Saturday, February 14, 2009

La Serena to Antofagasta

Lonely Planet says there's not much to see as you travel through the desert between La Serena and Antofagasta, suggesting that a night bus is a good idea. The guidebook can be helpful but is so wrong on this account. The entire trip was fascinating as the vastness of the Atacama Desert, the driest place in the world, unrolled around us.

We spent the first night of our trip in La Serena, where we have visited twice before, a lovely town about seven hours north of Vina del Mar. The next day we climbed out of the city and watched the ocean fog lace the top of the hills. El Parque National Bosque de Fray Jorge is located south of La Serena and is the only rainforest on Earth where it never rains. The dense camanchaca provides enough moisture for unique trees and plants to grow. Fog is a common companion to the coast of northern Chile, modulating the heat and creating moderate temperatures along the edge of this desert.

Outside of La Serana, the hills are speckled with cactus which look like cousins to the Suroro in Arizona. They shrank as our bus went inland and away from the fog, until only mesquite was left.


Even these became more sparse and disappeared.




Memorials like this are seen every few miles.


Soon the desert was "empty." Sand stretched beneath mountains molded through geological ages. Volcanic ridges rippled at their feet.

Mining in the north of Chile, especially copper mines, is what makes the Chilean economy churn. Copper prices have dropped dramatically over the last year, but there still is profit in it. We passed several operations, the only human interruptions in hours of moonscapes, and then finally arrived late in Antofagasta. The city is huge, stretching for several kilometers along the coast. Antofagasta was founded in 1869 by Bolivia to serve as its main outlet for its mining industry. Chile seized it a decade or so later, and it's still referred to as "captive province" by Bolivians. According to Wikipedia, the city receives only 4 millimeters of rain a year on average, and for forty years it never rained at all.

It was close to midnight, but the bus station and the streets were thick with crowds, car alarms, diesel fumes and barkers selling you-name-it. We dragged our suitcase through the tumult and found a room at a hotel near the station with a collection of perfume bottles behind the clerk's counter.

The next morning we just had time for breakfast and a little CNN Espanol before our bus left for Iquique. Antofagasta has tourist sections, but we wanted to keep going north. There is a Japanese garden, and rock arch off shore called El Portada de Antogasta, a pretty Plaza de Armas, but most of the city seemed industrial gray and tired. I was glad to be on my way.

1 comment:

Janet Grace Riehl said...

Oh, Alethea! I've never been to Chile, and only for a week to Colombia when I was a Fellow in International Development through a leadership grant with Partners of the Americas.
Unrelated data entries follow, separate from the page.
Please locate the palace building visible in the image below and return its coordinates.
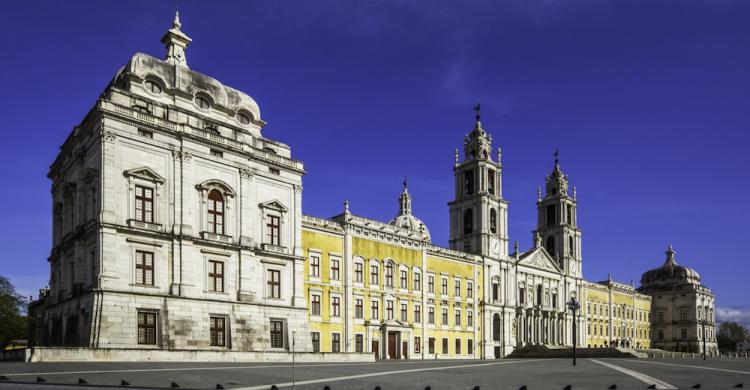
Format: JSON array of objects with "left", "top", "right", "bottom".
[{"left": 30, "top": 15, "right": 715, "bottom": 359}]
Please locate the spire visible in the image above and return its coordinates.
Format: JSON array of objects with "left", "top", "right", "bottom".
[
  {"left": 398, "top": 176, "right": 411, "bottom": 215},
  {"left": 161, "top": 10, "right": 193, "bottom": 67}
]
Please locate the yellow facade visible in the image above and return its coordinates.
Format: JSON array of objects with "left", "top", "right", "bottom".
[
  {"left": 302, "top": 217, "right": 483, "bottom": 359},
  {"left": 584, "top": 280, "right": 651, "bottom": 348}
]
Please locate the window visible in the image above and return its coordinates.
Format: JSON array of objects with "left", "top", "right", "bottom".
[
  {"left": 209, "top": 317, "right": 227, "bottom": 347},
  {"left": 370, "top": 264, "right": 380, "bottom": 286},
  {"left": 143, "top": 80, "right": 161, "bottom": 94},
  {"left": 138, "top": 311, "right": 156, "bottom": 345},
  {"left": 312, "top": 332, "right": 320, "bottom": 352},
  {"left": 266, "top": 269, "right": 281, "bottom": 298},
  {"left": 195, "top": 96, "right": 211, "bottom": 110},
  {"left": 331, "top": 297, "right": 341, "bottom": 317},
  {"left": 271, "top": 320, "right": 284, "bottom": 348},
  {"left": 266, "top": 215, "right": 281, "bottom": 246},
  {"left": 331, "top": 333, "right": 341, "bottom": 353},
  {"left": 135, "top": 186, "right": 154, "bottom": 223},
  {"left": 487, "top": 169, "right": 495, "bottom": 195},
  {"left": 331, "top": 260, "right": 341, "bottom": 280},
  {"left": 354, "top": 334, "right": 365, "bottom": 353},
  {"left": 135, "top": 251, "right": 154, "bottom": 286},
  {"left": 310, "top": 256, "right": 320, "bottom": 278},
  {"left": 310, "top": 294, "right": 320, "bottom": 316},
  {"left": 237, "top": 113, "right": 250, "bottom": 125},
  {"left": 208, "top": 190, "right": 224, "bottom": 234},
  {"left": 208, "top": 260, "right": 224, "bottom": 292},
  {"left": 464, "top": 209, "right": 474, "bottom": 234}
]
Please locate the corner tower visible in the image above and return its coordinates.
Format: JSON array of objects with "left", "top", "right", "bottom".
[
  {"left": 533, "top": 151, "right": 582, "bottom": 277},
  {"left": 448, "top": 104, "right": 508, "bottom": 258}
]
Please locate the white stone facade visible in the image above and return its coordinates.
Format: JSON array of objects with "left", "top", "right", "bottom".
[{"left": 33, "top": 12, "right": 311, "bottom": 351}]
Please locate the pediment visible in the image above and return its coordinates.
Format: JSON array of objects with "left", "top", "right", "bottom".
[
  {"left": 123, "top": 167, "right": 164, "bottom": 183},
  {"left": 518, "top": 247, "right": 561, "bottom": 272},
  {"left": 258, "top": 199, "right": 289, "bottom": 213}
]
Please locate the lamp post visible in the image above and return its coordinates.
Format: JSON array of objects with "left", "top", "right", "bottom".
[{"left": 567, "top": 297, "right": 581, "bottom": 366}]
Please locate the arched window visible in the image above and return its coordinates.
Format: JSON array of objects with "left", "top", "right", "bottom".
[
  {"left": 492, "top": 313, "right": 501, "bottom": 341},
  {"left": 544, "top": 236, "right": 555, "bottom": 257},
  {"left": 464, "top": 209, "right": 474, "bottom": 234},
  {"left": 568, "top": 236, "right": 576, "bottom": 257},
  {"left": 208, "top": 189, "right": 224, "bottom": 234}
]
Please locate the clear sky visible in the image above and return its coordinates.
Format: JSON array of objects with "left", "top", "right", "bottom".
[{"left": 0, "top": 0, "right": 750, "bottom": 324}]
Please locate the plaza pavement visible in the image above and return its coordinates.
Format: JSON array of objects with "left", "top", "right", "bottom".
[{"left": 0, "top": 359, "right": 750, "bottom": 390}]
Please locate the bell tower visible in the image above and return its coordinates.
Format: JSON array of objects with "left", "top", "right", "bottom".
[
  {"left": 533, "top": 151, "right": 582, "bottom": 277},
  {"left": 448, "top": 104, "right": 508, "bottom": 258}
]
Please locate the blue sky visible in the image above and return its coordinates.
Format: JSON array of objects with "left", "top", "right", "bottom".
[{"left": 0, "top": 0, "right": 750, "bottom": 322}]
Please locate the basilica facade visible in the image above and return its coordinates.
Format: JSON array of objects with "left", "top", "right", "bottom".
[{"left": 30, "top": 12, "right": 714, "bottom": 359}]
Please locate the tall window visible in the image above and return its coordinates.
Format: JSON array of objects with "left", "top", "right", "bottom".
[
  {"left": 331, "top": 260, "right": 341, "bottom": 280},
  {"left": 209, "top": 317, "right": 227, "bottom": 347},
  {"left": 266, "top": 215, "right": 281, "bottom": 245},
  {"left": 331, "top": 333, "right": 341, "bottom": 353},
  {"left": 208, "top": 260, "right": 224, "bottom": 292},
  {"left": 310, "top": 256, "right": 320, "bottom": 278},
  {"left": 310, "top": 294, "right": 320, "bottom": 316},
  {"left": 135, "top": 186, "right": 154, "bottom": 223},
  {"left": 464, "top": 209, "right": 474, "bottom": 234},
  {"left": 271, "top": 321, "right": 284, "bottom": 348},
  {"left": 208, "top": 190, "right": 224, "bottom": 234},
  {"left": 370, "top": 264, "right": 380, "bottom": 287},
  {"left": 138, "top": 311, "right": 156, "bottom": 345},
  {"left": 331, "top": 297, "right": 341, "bottom": 317},
  {"left": 135, "top": 251, "right": 154, "bottom": 286},
  {"left": 354, "top": 298, "right": 364, "bottom": 318},
  {"left": 266, "top": 269, "right": 281, "bottom": 298},
  {"left": 312, "top": 332, "right": 320, "bottom": 352}
]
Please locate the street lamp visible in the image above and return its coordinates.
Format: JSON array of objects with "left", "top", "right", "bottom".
[{"left": 567, "top": 297, "right": 581, "bottom": 366}]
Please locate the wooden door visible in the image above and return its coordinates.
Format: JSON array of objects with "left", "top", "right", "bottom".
[{"left": 388, "top": 332, "right": 396, "bottom": 359}]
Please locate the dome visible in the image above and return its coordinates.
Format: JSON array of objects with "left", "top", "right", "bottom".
[
  {"left": 641, "top": 245, "right": 701, "bottom": 287},
  {"left": 388, "top": 180, "right": 430, "bottom": 241}
]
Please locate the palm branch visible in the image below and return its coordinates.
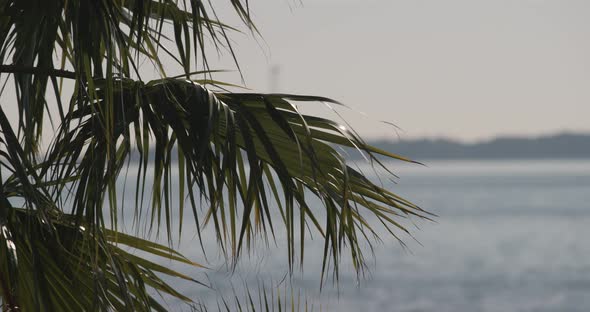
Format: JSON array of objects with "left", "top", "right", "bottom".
[{"left": 0, "top": 0, "right": 429, "bottom": 311}]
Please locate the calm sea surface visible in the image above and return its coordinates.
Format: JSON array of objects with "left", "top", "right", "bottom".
[{"left": 126, "top": 160, "right": 590, "bottom": 311}]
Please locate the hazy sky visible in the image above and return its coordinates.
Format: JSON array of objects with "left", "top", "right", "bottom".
[
  {"left": 3, "top": 0, "right": 590, "bottom": 141},
  {"left": 209, "top": 0, "right": 590, "bottom": 140}
]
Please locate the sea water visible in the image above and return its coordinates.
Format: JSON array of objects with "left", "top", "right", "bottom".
[{"left": 100, "top": 160, "right": 590, "bottom": 311}]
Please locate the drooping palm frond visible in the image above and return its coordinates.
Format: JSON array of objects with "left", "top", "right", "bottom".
[{"left": 0, "top": 0, "right": 429, "bottom": 310}]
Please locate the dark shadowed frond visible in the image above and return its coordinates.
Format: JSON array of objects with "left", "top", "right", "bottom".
[{"left": 0, "top": 0, "right": 429, "bottom": 311}]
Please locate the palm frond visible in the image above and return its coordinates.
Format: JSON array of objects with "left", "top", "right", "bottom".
[{"left": 0, "top": 0, "right": 430, "bottom": 311}]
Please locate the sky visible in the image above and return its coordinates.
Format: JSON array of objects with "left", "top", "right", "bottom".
[
  {"left": 5, "top": 0, "right": 590, "bottom": 142},
  {"left": 207, "top": 0, "right": 590, "bottom": 141}
]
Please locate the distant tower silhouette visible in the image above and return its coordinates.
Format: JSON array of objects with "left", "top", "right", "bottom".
[{"left": 269, "top": 64, "right": 281, "bottom": 93}]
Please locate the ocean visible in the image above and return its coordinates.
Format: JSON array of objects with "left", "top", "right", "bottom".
[{"left": 131, "top": 160, "right": 590, "bottom": 312}]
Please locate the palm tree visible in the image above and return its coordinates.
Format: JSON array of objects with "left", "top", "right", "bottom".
[{"left": 0, "top": 0, "right": 428, "bottom": 311}]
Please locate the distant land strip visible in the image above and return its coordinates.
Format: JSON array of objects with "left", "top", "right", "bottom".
[{"left": 360, "top": 133, "right": 590, "bottom": 161}]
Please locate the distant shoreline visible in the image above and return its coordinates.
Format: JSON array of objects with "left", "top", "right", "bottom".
[{"left": 360, "top": 133, "right": 590, "bottom": 161}]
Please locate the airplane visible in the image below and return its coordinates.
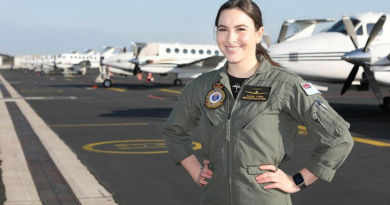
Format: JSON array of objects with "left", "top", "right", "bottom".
[
  {"left": 263, "top": 18, "right": 336, "bottom": 48},
  {"left": 41, "top": 47, "right": 115, "bottom": 75},
  {"left": 97, "top": 42, "right": 224, "bottom": 87},
  {"left": 268, "top": 12, "right": 390, "bottom": 111}
]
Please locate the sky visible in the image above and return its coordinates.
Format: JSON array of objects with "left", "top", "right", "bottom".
[{"left": 0, "top": 0, "right": 390, "bottom": 55}]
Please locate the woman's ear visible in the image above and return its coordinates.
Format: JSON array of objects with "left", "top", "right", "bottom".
[{"left": 256, "top": 27, "right": 264, "bottom": 44}]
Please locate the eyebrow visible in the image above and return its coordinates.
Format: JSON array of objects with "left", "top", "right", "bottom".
[{"left": 218, "top": 24, "right": 249, "bottom": 28}]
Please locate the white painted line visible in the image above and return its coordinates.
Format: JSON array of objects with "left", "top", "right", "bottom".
[
  {"left": 24, "top": 96, "right": 77, "bottom": 100},
  {"left": 0, "top": 74, "right": 22, "bottom": 98},
  {"left": 0, "top": 74, "right": 116, "bottom": 205},
  {"left": 0, "top": 98, "right": 41, "bottom": 204}
]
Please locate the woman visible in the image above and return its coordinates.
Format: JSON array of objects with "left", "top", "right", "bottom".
[{"left": 163, "top": 0, "right": 353, "bottom": 205}]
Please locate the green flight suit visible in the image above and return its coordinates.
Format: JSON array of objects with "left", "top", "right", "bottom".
[{"left": 163, "top": 56, "right": 353, "bottom": 205}]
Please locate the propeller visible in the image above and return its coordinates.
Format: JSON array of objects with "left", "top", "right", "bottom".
[
  {"left": 130, "top": 43, "right": 146, "bottom": 80},
  {"left": 263, "top": 33, "right": 272, "bottom": 47},
  {"left": 53, "top": 55, "right": 57, "bottom": 70},
  {"left": 343, "top": 15, "right": 359, "bottom": 49},
  {"left": 341, "top": 15, "right": 386, "bottom": 104},
  {"left": 278, "top": 21, "right": 289, "bottom": 43}
]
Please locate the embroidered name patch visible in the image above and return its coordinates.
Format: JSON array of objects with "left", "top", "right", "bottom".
[
  {"left": 301, "top": 83, "right": 321, "bottom": 95},
  {"left": 241, "top": 85, "right": 271, "bottom": 101}
]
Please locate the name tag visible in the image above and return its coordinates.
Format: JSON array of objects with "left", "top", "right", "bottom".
[{"left": 241, "top": 85, "right": 271, "bottom": 101}]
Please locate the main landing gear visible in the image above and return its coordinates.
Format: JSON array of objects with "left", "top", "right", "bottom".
[
  {"left": 380, "top": 97, "right": 390, "bottom": 112},
  {"left": 173, "top": 79, "right": 183, "bottom": 86},
  {"left": 103, "top": 79, "right": 112, "bottom": 88}
]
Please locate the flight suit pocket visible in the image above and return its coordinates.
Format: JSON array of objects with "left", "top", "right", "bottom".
[
  {"left": 246, "top": 165, "right": 273, "bottom": 188},
  {"left": 311, "top": 101, "right": 349, "bottom": 146}
]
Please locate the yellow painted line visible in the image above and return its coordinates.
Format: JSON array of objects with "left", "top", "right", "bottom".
[
  {"left": 21, "top": 90, "right": 64, "bottom": 93},
  {"left": 159, "top": 88, "right": 181, "bottom": 94},
  {"left": 298, "top": 125, "right": 390, "bottom": 147},
  {"left": 48, "top": 122, "right": 149, "bottom": 127},
  {"left": 83, "top": 139, "right": 202, "bottom": 154},
  {"left": 107, "top": 88, "right": 127, "bottom": 92},
  {"left": 352, "top": 137, "right": 390, "bottom": 147}
]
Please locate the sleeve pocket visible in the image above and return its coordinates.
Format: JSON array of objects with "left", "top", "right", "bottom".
[{"left": 311, "top": 102, "right": 349, "bottom": 146}]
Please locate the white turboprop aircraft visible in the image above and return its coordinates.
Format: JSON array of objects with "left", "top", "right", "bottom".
[
  {"left": 263, "top": 18, "right": 336, "bottom": 47},
  {"left": 97, "top": 43, "right": 224, "bottom": 87},
  {"left": 41, "top": 47, "right": 115, "bottom": 75},
  {"left": 268, "top": 13, "right": 390, "bottom": 110}
]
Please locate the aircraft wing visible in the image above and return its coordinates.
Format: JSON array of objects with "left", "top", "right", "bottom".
[{"left": 278, "top": 18, "right": 336, "bottom": 43}]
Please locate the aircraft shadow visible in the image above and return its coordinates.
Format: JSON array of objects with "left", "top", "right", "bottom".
[{"left": 99, "top": 108, "right": 172, "bottom": 118}]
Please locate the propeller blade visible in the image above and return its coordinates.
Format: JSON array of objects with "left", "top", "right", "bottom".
[
  {"left": 363, "top": 64, "right": 383, "bottom": 105},
  {"left": 363, "top": 15, "right": 386, "bottom": 52},
  {"left": 341, "top": 65, "right": 359, "bottom": 95},
  {"left": 263, "top": 33, "right": 272, "bottom": 47},
  {"left": 133, "top": 64, "right": 142, "bottom": 75},
  {"left": 278, "top": 21, "right": 289, "bottom": 43},
  {"left": 343, "top": 15, "right": 359, "bottom": 49}
]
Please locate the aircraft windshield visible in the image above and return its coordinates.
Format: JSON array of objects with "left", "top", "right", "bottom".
[{"left": 326, "top": 19, "right": 360, "bottom": 34}]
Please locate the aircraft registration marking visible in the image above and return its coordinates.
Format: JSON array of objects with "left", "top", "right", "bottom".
[
  {"left": 48, "top": 122, "right": 149, "bottom": 127},
  {"left": 297, "top": 125, "right": 390, "bottom": 147},
  {"left": 159, "top": 88, "right": 181, "bottom": 94},
  {"left": 83, "top": 139, "right": 202, "bottom": 154},
  {"left": 21, "top": 90, "right": 64, "bottom": 93},
  {"left": 107, "top": 88, "right": 127, "bottom": 92}
]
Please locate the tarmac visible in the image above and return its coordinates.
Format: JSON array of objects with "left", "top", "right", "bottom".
[{"left": 0, "top": 70, "right": 390, "bottom": 205}]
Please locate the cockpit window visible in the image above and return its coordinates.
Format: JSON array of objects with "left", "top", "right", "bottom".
[
  {"left": 326, "top": 19, "right": 360, "bottom": 34},
  {"left": 367, "top": 23, "right": 383, "bottom": 36}
]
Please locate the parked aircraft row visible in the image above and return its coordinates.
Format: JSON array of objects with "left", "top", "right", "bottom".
[{"left": 15, "top": 12, "right": 390, "bottom": 110}]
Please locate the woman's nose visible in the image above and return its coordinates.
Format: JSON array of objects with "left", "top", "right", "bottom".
[{"left": 228, "top": 31, "right": 237, "bottom": 44}]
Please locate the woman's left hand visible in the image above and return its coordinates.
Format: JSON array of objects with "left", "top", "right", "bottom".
[{"left": 256, "top": 165, "right": 301, "bottom": 193}]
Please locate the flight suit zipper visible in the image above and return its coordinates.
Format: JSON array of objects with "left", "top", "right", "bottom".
[{"left": 226, "top": 74, "right": 256, "bottom": 205}]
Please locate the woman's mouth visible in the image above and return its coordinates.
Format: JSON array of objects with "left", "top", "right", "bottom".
[{"left": 225, "top": 46, "right": 242, "bottom": 51}]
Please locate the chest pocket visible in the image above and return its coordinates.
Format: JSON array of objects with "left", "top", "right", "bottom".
[{"left": 235, "top": 95, "right": 278, "bottom": 130}]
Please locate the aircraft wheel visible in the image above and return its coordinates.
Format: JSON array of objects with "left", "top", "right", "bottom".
[
  {"left": 103, "top": 79, "right": 112, "bottom": 88},
  {"left": 173, "top": 79, "right": 183, "bottom": 86},
  {"left": 380, "top": 97, "right": 390, "bottom": 112}
]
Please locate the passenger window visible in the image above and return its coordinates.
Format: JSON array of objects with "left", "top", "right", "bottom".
[
  {"left": 356, "top": 26, "right": 363, "bottom": 36},
  {"left": 367, "top": 23, "right": 383, "bottom": 36}
]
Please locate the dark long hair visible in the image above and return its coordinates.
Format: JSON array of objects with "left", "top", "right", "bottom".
[{"left": 215, "top": 0, "right": 281, "bottom": 67}]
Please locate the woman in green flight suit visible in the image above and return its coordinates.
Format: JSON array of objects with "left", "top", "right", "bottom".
[{"left": 163, "top": 0, "right": 353, "bottom": 205}]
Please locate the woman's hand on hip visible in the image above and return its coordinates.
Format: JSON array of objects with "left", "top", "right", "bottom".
[
  {"left": 198, "top": 159, "right": 213, "bottom": 186},
  {"left": 256, "top": 165, "right": 300, "bottom": 193}
]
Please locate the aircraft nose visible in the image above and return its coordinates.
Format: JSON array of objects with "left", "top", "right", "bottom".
[
  {"left": 102, "top": 58, "right": 108, "bottom": 65},
  {"left": 341, "top": 49, "right": 371, "bottom": 64}
]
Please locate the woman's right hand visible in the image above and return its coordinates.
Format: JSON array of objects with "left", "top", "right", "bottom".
[{"left": 198, "top": 159, "right": 213, "bottom": 186}]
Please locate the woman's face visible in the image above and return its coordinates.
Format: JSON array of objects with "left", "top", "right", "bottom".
[{"left": 217, "top": 8, "right": 264, "bottom": 63}]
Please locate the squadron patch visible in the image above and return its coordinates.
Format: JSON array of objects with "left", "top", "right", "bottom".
[
  {"left": 301, "top": 83, "right": 321, "bottom": 96},
  {"left": 204, "top": 82, "right": 226, "bottom": 110},
  {"left": 241, "top": 85, "right": 271, "bottom": 101}
]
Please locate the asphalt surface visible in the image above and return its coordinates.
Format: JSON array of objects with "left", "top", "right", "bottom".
[{"left": 0, "top": 70, "right": 390, "bottom": 205}]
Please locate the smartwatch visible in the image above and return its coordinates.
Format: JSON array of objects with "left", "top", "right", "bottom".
[{"left": 293, "top": 172, "right": 306, "bottom": 190}]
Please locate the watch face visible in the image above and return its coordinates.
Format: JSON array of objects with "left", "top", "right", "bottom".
[{"left": 293, "top": 173, "right": 305, "bottom": 186}]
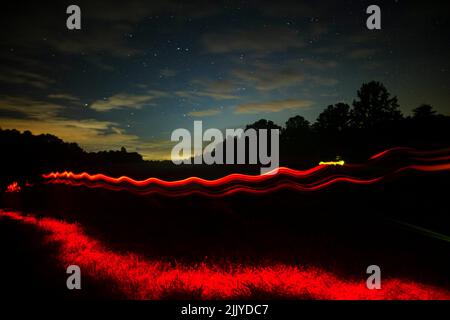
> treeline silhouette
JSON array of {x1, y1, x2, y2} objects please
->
[{"x1": 0, "y1": 81, "x2": 450, "y2": 190}]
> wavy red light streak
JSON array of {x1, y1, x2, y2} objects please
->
[
  {"x1": 0, "y1": 210, "x2": 450, "y2": 300},
  {"x1": 43, "y1": 148, "x2": 450, "y2": 197}
]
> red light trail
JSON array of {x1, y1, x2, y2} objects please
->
[
  {"x1": 0, "y1": 210, "x2": 450, "y2": 300},
  {"x1": 43, "y1": 148, "x2": 450, "y2": 197}
]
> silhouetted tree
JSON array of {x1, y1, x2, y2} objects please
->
[
  {"x1": 314, "y1": 103, "x2": 350, "y2": 133},
  {"x1": 351, "y1": 81, "x2": 403, "y2": 129},
  {"x1": 245, "y1": 119, "x2": 281, "y2": 130}
]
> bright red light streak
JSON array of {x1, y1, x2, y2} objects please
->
[{"x1": 5, "y1": 182, "x2": 22, "y2": 193}]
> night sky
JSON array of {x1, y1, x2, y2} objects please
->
[{"x1": 0, "y1": 0, "x2": 450, "y2": 159}]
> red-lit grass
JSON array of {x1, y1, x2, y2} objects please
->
[{"x1": 0, "y1": 211, "x2": 450, "y2": 300}]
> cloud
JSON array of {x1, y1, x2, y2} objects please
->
[
  {"x1": 159, "y1": 68, "x2": 177, "y2": 78},
  {"x1": 47, "y1": 93, "x2": 80, "y2": 102},
  {"x1": 232, "y1": 63, "x2": 305, "y2": 91},
  {"x1": 235, "y1": 99, "x2": 313, "y2": 114},
  {"x1": 348, "y1": 49, "x2": 377, "y2": 60},
  {"x1": 188, "y1": 109, "x2": 222, "y2": 117},
  {"x1": 0, "y1": 68, "x2": 55, "y2": 89},
  {"x1": 0, "y1": 118, "x2": 174, "y2": 160},
  {"x1": 0, "y1": 96, "x2": 63, "y2": 119},
  {"x1": 202, "y1": 27, "x2": 305, "y2": 55},
  {"x1": 175, "y1": 79, "x2": 239, "y2": 100},
  {"x1": 90, "y1": 90, "x2": 166, "y2": 112},
  {"x1": 310, "y1": 76, "x2": 339, "y2": 87}
]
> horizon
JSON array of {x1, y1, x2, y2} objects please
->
[{"x1": 0, "y1": 0, "x2": 450, "y2": 160}]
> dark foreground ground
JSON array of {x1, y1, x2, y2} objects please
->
[{"x1": 0, "y1": 165, "x2": 450, "y2": 298}]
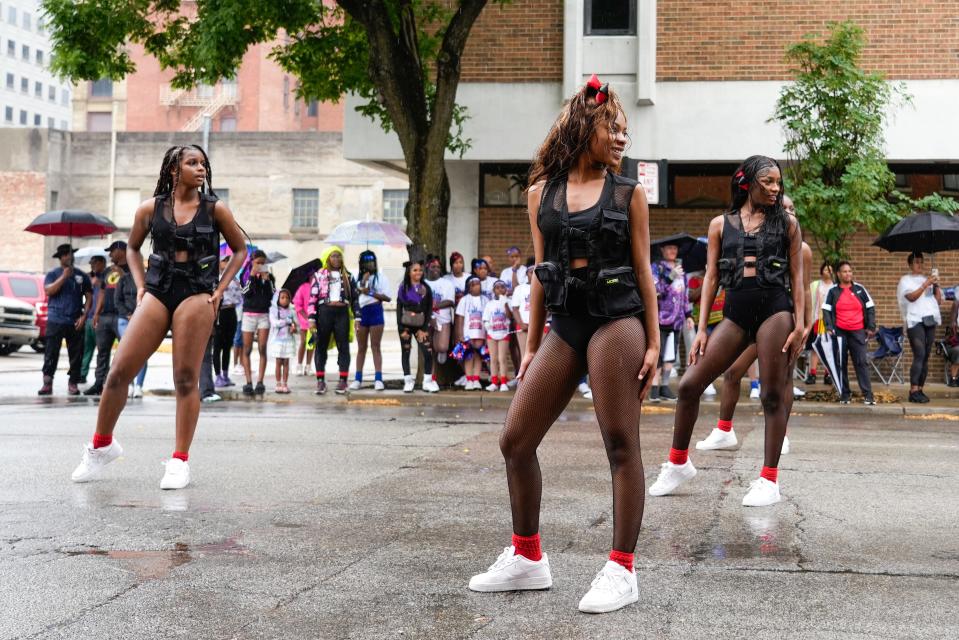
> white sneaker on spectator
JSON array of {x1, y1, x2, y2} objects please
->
[
  {"x1": 743, "y1": 478, "x2": 782, "y2": 507},
  {"x1": 696, "y1": 427, "x2": 739, "y2": 451},
  {"x1": 649, "y1": 460, "x2": 696, "y2": 496},
  {"x1": 70, "y1": 440, "x2": 123, "y2": 482},
  {"x1": 469, "y1": 545, "x2": 553, "y2": 592},
  {"x1": 579, "y1": 560, "x2": 639, "y2": 613}
]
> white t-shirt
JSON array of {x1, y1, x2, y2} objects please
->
[
  {"x1": 483, "y1": 296, "x2": 509, "y2": 340},
  {"x1": 356, "y1": 271, "x2": 390, "y2": 307},
  {"x1": 426, "y1": 278, "x2": 456, "y2": 324},
  {"x1": 456, "y1": 295, "x2": 486, "y2": 340},
  {"x1": 499, "y1": 264, "x2": 529, "y2": 292},
  {"x1": 509, "y1": 281, "x2": 533, "y2": 324},
  {"x1": 896, "y1": 273, "x2": 942, "y2": 329}
]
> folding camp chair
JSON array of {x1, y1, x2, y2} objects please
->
[{"x1": 867, "y1": 327, "x2": 905, "y2": 385}]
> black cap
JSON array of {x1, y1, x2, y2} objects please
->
[{"x1": 52, "y1": 244, "x2": 76, "y2": 258}]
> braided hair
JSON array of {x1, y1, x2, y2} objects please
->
[{"x1": 727, "y1": 156, "x2": 789, "y2": 234}]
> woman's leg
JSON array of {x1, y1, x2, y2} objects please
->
[
  {"x1": 97, "y1": 293, "x2": 171, "y2": 436},
  {"x1": 173, "y1": 294, "x2": 214, "y2": 453},
  {"x1": 588, "y1": 318, "x2": 646, "y2": 553},
  {"x1": 498, "y1": 333, "x2": 588, "y2": 536}
]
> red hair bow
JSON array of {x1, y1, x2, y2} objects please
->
[{"x1": 586, "y1": 73, "x2": 609, "y2": 104}]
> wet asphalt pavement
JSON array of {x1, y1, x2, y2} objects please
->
[{"x1": 0, "y1": 397, "x2": 959, "y2": 639}]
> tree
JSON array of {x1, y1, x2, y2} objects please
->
[
  {"x1": 43, "y1": 0, "x2": 508, "y2": 255},
  {"x1": 770, "y1": 22, "x2": 959, "y2": 261}
]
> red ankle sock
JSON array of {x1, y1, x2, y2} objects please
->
[
  {"x1": 669, "y1": 448, "x2": 689, "y2": 464},
  {"x1": 609, "y1": 549, "x2": 634, "y2": 571},
  {"x1": 759, "y1": 467, "x2": 779, "y2": 482},
  {"x1": 513, "y1": 533, "x2": 543, "y2": 562},
  {"x1": 93, "y1": 433, "x2": 113, "y2": 449}
]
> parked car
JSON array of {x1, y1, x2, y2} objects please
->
[
  {"x1": 0, "y1": 271, "x2": 47, "y2": 353},
  {"x1": 0, "y1": 296, "x2": 40, "y2": 356}
]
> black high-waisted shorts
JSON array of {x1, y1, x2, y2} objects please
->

But, I can so picture each phase of your journey here. You are so right: guidebooks, even the "Lonley Planet" can be so wrong on so many things. It's a matter of taste...and, sensibility.

You are right, too, that the desert--every desert--teams with life. Even in stretches where there are no humans, there are close to secret life and death dramas going on with the animal and plant societies there.

I love dry places--like New Mexico,like the northern part of most countries such as Ghana and throughout Western Africa. I love the savanah regions.

I traveled widely in the Kalahari Desert in Botswana. The desert is such a challenge and not always comfortable, but well worth it. I'm so glad you were able to learn some of its secrets here.